11. Defaults — what happens when CVE is omitted
A cog that declares @arch_module(...) without a declarations:
field at all gets:
| Field | Default |
|---|---|
purpose | None (audit gate: K-axis = ReferenceImplBounded floor) |
substrate | None (renders as AnalyticDecompositional default at audit time) |
anchoring | None (renders as CurryHowardLawvere default at audit time) |
e_sense | None (renders as StructuralReadiness default at audit time) |
self_reference | None (audit gate: AP-040 fires only if implicit self-reference detected) |
This means a minimal @arch_module(lifecycle: Theorem("v0.1"))

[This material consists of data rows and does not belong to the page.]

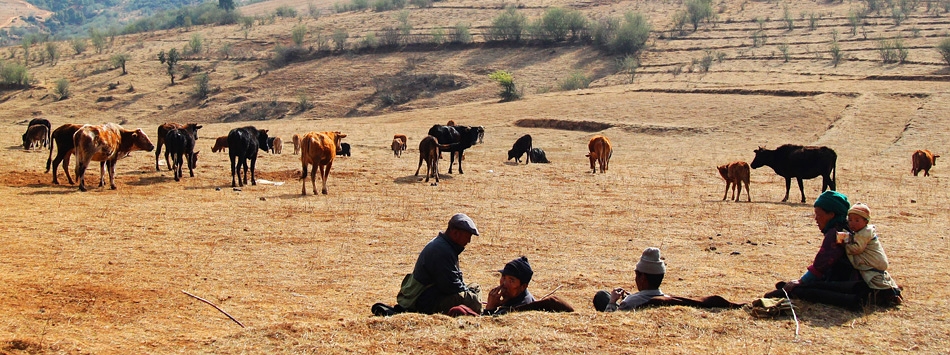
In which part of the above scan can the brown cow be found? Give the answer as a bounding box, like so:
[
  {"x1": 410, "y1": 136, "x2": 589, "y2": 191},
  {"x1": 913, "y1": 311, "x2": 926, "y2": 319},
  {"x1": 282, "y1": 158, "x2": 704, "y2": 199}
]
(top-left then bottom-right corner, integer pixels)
[
  {"x1": 155, "y1": 122, "x2": 201, "y2": 171},
  {"x1": 585, "y1": 135, "x2": 614, "y2": 174},
  {"x1": 23, "y1": 124, "x2": 50, "y2": 150},
  {"x1": 292, "y1": 134, "x2": 300, "y2": 155},
  {"x1": 910, "y1": 149, "x2": 940, "y2": 176},
  {"x1": 300, "y1": 131, "x2": 346, "y2": 195},
  {"x1": 73, "y1": 123, "x2": 155, "y2": 191},
  {"x1": 415, "y1": 136, "x2": 449, "y2": 182},
  {"x1": 716, "y1": 161, "x2": 752, "y2": 202},
  {"x1": 211, "y1": 136, "x2": 228, "y2": 153},
  {"x1": 46, "y1": 123, "x2": 82, "y2": 185}
]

declaration is auditable but conservative — every CVE axis
falls to its weakest default. Cogs that want stronger discharge
must opt in by declaring the fields explicitly.
12. Self-application — the CVE machinery types itself
Like every ATS-V primitive, the CVE machinery types itself:
core.architecture.types
declares @arch_module(foundation: ZfcTwoInacc, stratum: LFnd, lifecycle: Theorem("v0.1")) — the cog that defines Purpose
has a Purpose of its own, the cog that defines
CognitiveSubstrate declares its own substrate. The witness
discipline is the same machinery used to verify it.
See self-application for the recursive-operator framework that lets the verifier verify itself.